Better late than never is of course a long established and well-known saying. However, in relation to businesses – and being paid for goods and services they have supplied, it holds less water.

Poor payment culture is still endemic in the UK – causing problems for all businesses but especially smaller ones, which have less capacity to absorb the related cash flow consequences. In fact, our research has shown that 37 per cent of small businesses have run into cash flow difficulties, 30 per cent have been forced to use an overdraft and 20 per cent say late payment has hit profits. At the extreme end, late payments and resulting cash flow difficulties have caused businesses to fail – with up to 50,000 business deaths in a year, as a direct consequence.

READ MORE: Victory for small businesses over late payments

Our recent Fair Pay, Fair Play campaign highlighted this issue and called on Government to: enlist the help of non-executive directors; strengthen payment enforcement; and to adopt Project Bank Accounts in public procurement. These three key reforms would go a long way to help end the poor payment crisis in the UK.

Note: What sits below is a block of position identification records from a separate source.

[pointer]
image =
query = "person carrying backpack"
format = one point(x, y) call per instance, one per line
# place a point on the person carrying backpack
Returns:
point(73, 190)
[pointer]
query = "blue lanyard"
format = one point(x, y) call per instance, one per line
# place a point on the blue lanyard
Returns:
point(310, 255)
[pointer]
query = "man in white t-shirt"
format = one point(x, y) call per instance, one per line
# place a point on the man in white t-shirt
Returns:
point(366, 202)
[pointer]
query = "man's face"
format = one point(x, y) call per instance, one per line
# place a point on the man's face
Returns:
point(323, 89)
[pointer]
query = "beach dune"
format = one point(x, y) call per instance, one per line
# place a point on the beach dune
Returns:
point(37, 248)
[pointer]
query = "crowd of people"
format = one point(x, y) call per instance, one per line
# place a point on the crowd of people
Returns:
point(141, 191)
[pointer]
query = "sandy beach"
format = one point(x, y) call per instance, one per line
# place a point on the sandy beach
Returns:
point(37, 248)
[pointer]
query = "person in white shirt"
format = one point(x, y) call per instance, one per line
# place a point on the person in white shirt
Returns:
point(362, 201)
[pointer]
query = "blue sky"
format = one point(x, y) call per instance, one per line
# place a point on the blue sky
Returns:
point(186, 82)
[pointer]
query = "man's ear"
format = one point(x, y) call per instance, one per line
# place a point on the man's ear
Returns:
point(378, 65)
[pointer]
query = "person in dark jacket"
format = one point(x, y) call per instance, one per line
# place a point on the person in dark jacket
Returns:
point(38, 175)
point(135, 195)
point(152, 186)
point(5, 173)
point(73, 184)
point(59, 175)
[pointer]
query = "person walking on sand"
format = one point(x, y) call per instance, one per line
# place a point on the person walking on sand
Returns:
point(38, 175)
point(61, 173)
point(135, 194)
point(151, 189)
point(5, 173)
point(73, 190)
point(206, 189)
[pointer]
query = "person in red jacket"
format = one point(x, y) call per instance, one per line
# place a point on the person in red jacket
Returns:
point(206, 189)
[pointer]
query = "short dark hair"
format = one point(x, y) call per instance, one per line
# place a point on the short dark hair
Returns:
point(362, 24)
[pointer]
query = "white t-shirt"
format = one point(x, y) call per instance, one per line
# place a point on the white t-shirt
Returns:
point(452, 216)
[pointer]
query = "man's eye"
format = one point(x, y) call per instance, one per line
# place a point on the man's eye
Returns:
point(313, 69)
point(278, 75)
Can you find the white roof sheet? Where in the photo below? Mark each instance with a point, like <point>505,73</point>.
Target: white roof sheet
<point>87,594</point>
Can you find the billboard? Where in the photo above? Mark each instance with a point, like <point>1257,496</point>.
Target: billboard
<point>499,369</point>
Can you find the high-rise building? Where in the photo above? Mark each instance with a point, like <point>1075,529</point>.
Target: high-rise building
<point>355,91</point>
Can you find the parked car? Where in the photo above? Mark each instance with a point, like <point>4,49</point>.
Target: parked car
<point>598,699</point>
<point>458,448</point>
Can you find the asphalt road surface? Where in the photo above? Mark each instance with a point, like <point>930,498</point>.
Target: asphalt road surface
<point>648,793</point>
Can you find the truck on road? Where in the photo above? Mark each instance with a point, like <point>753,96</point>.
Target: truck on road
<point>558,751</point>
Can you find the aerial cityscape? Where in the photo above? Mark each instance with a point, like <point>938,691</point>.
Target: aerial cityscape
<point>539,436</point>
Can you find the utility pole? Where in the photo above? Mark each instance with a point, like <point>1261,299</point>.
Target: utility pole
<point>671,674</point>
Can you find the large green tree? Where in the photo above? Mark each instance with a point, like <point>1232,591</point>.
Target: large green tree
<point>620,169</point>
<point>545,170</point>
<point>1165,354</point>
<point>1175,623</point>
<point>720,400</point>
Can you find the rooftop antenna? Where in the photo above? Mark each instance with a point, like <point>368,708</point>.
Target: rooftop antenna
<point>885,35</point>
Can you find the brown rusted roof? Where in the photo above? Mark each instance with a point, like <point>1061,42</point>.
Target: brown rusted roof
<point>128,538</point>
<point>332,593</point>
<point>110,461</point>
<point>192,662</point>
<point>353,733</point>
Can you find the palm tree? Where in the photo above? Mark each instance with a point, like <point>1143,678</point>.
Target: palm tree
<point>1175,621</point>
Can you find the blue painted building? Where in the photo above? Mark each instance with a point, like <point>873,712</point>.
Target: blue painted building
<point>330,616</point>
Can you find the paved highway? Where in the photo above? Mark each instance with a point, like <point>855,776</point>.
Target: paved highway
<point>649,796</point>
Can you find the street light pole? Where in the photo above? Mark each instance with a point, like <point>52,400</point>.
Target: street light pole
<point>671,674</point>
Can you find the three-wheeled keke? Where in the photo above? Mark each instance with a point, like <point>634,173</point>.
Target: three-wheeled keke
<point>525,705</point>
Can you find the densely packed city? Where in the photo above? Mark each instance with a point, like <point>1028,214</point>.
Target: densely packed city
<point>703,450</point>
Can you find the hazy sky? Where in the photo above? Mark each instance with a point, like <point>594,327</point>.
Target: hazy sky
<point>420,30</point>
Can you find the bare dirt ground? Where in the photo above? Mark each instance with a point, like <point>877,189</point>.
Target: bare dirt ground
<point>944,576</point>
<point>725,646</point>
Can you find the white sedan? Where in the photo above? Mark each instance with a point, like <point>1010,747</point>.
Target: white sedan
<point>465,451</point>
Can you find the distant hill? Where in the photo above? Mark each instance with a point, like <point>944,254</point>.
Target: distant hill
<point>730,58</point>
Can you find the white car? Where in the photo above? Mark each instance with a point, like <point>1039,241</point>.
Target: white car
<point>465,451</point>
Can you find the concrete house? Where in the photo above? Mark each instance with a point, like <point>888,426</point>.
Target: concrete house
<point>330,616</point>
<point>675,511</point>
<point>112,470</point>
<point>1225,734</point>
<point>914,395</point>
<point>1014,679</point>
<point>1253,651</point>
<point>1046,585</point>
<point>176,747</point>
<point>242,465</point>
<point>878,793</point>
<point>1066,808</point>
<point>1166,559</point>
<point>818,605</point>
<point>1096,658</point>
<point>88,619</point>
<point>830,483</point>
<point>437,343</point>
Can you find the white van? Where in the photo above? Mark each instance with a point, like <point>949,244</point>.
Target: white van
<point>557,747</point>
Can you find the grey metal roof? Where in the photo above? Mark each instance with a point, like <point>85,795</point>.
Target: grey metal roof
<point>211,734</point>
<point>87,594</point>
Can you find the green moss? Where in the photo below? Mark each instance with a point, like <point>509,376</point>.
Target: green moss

So, while more remains to be done, we have welcomed recent Government announcements about measures aimed at stemming the problem. These measures include proposed new powers for the Small Business Commissioner to tackle late payments through fines and binding payment plans, making company boards accountable for supply chain payment practices and a new fund to encourage businesses to use technology to simplify invoicing, payment and credit management.

Most recently, new prompt payment rules were introduced by the Government on Sunday, September 1. These will exclude big businesses with poor payment practices from being awarded lucrative, taxpayer-funded contracts. This crucial step sends a clear message that late payments will not be tolerated within government contracts.

This is a welcome announcement. It is another step that will help to make prompt payment the default commercial and moral approach, in favour of the alternative shoddy and unacceptable business practice.